The talks brought together politicians and civil groups in an effort to quell a pro-Russian rebellion in the industrialised Donbass region of eastern Ukraine, which has triggered fears of a break-up of the former Soviet republic.
They came at a tense moment for Kiev. Yesterday, seven soldiers were killed in an ambush near the city of Kramatorsk, the deadliest attack on security forces since they were sent to tackle the uprising in the east in April.
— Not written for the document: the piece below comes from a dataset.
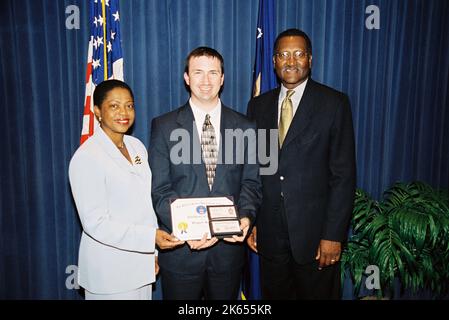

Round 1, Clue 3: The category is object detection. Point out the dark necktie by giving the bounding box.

Voters in the eastern regions of Donetsk and Luhansk backed self-rule in two referendums held on Sunday despite protestations from Kiev, which sees Russia's hand behind the rebellion and denounced the votes as illegal.
After the voting, rebel leaders in Donetsk and Luhansk called for their regions to become part of Russia although this call has not been taken up by Moscow.
When the round table talks opened in the parliament building in Kiev, the country's main leaders sharply attacked Russia, with acting president Oleksander Turchinov accusing Moscow of launching "systematic action to destabilise eastern and southern regions of Ukraine" to produce an "explosive situation".
And, in comments angled at the separatist rebels who were excluded from the talks, Prime Minister Arseny Yatseniuk said: "We will conduct a dialogue with all those who do not shoot and do not kill citizens."
But Yatseniuk went on to press a decentralisation plan ceding greater powers to the regions which the Kiev authorities hope will address disaffection in eastern Ukraine and help undercut the influence of rebels seeking to break altogether with Kiev and join the Russian Federation. Such a scenario is seen by Kiev as pointing a way to resolving the crisis.
"Using mechanisms for changing the constitution, we should be able to de-centralise power and confer additional powers on regional authorities ... create a real balance [between central and regional authorities]," he said.
Under the plan regions could hold back a portion of taxes for direct use in improving infrastructure and conditions for local businesses.
But the plan's architects are keen that they do not allow discussion of 'federalisation' - an idea pushed by Russia and the separatists - which they fear would lead to too-great autonomy and weaken the grip of the central government.